I knew these people personally, all except the man standing by the horse -- that was my great grandfather, August. The woman was his wife, my great-grandma, Teresa, whom I remember well. She was a quick-witted woman, clever, and full of life. She lived into her late 90's. The little boy in the carriage was my grandpa Ray and his sister beside him was my Aunt Ethel.
When we think of history, we really shouldn't think about it as "facts and dates" but rather, we ought to remember it in the span of a life. A real life. A life of someone we know today or once knew. When I think of Great-Gramma, I can imagine her going through the Roaring 20's with her young family on this wheat farm. I can see the threshing of the wheat (my dad has pictures of that too). I can imagine her making-do during the Great Depression, living on their fresh eggs, pork, milk, and grinding wheat for flour. I suppose that they lived fairly well since they produced most of what they needed there on the farm. Others who didn't live an agrarian life had it much tougher and often worked on farms for food and a place to sleep.
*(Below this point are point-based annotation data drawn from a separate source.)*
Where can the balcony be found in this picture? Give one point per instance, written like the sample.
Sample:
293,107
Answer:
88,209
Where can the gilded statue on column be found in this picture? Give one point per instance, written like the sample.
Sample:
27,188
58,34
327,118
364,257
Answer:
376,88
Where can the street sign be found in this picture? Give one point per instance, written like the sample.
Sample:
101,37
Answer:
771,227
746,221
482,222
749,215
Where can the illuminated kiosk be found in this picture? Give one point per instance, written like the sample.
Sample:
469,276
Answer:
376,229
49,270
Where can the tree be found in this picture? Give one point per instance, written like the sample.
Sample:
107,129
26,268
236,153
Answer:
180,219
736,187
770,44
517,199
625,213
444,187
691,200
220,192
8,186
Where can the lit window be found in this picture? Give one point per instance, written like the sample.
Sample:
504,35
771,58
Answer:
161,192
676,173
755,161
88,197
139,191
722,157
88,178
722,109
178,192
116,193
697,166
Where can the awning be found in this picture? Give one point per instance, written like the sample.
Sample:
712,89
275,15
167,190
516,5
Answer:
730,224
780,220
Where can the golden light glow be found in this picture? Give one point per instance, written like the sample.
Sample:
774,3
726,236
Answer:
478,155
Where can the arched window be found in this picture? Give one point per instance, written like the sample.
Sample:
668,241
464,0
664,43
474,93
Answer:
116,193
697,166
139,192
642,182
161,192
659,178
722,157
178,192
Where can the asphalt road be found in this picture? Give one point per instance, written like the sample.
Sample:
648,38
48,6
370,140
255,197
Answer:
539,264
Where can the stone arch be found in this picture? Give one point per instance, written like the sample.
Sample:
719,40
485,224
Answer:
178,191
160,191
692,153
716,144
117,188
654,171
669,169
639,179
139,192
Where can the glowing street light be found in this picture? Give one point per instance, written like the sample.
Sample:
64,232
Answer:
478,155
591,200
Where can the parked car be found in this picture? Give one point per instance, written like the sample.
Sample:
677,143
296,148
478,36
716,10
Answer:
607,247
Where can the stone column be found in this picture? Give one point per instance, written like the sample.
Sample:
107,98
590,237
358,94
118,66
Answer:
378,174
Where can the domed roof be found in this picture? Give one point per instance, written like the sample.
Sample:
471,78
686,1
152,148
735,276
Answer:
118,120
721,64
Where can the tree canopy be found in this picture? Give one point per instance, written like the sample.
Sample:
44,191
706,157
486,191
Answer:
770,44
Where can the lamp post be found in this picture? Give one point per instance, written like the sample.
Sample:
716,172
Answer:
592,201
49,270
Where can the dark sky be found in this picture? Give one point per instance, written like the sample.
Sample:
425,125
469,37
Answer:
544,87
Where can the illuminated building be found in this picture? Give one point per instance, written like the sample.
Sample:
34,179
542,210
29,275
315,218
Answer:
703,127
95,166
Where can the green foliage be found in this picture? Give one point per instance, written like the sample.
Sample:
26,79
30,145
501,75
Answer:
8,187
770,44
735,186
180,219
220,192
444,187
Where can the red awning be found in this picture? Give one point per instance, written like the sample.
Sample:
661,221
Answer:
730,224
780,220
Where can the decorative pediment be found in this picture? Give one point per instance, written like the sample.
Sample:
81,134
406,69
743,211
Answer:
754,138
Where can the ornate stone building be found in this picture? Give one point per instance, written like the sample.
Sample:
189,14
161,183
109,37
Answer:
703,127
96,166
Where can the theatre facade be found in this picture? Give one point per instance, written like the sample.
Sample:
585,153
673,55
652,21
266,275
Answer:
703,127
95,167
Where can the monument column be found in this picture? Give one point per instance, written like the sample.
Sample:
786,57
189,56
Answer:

I can imagine my grandparents excitement when the automobile was invented -- going from this cart and buggy to a Ford. From Fords to fancy cars and airplanes. Later on, they would see men go to the moon and back. Now that's a chunk of history in one lifetime, isn't it? But see how much more real history becomes when we can attach it to a person's life? Since we are a home schooling family, I'm always trying to find ways to make learning come alive and attach itself to my children's brains. Talking to their own grandparents and family friends about the Depression or the War and hearing stories of how they lived their everyday lives really does make an impression on my kids. Not to mention, they learn a whole lot about sacrifice, living without, getting by, hard work, faith, disappointment and challenges which all build the house of Character in a life. Those are the real lessons I want them to learn. In this life, it's not what you know, but who you've known along the way that really matters.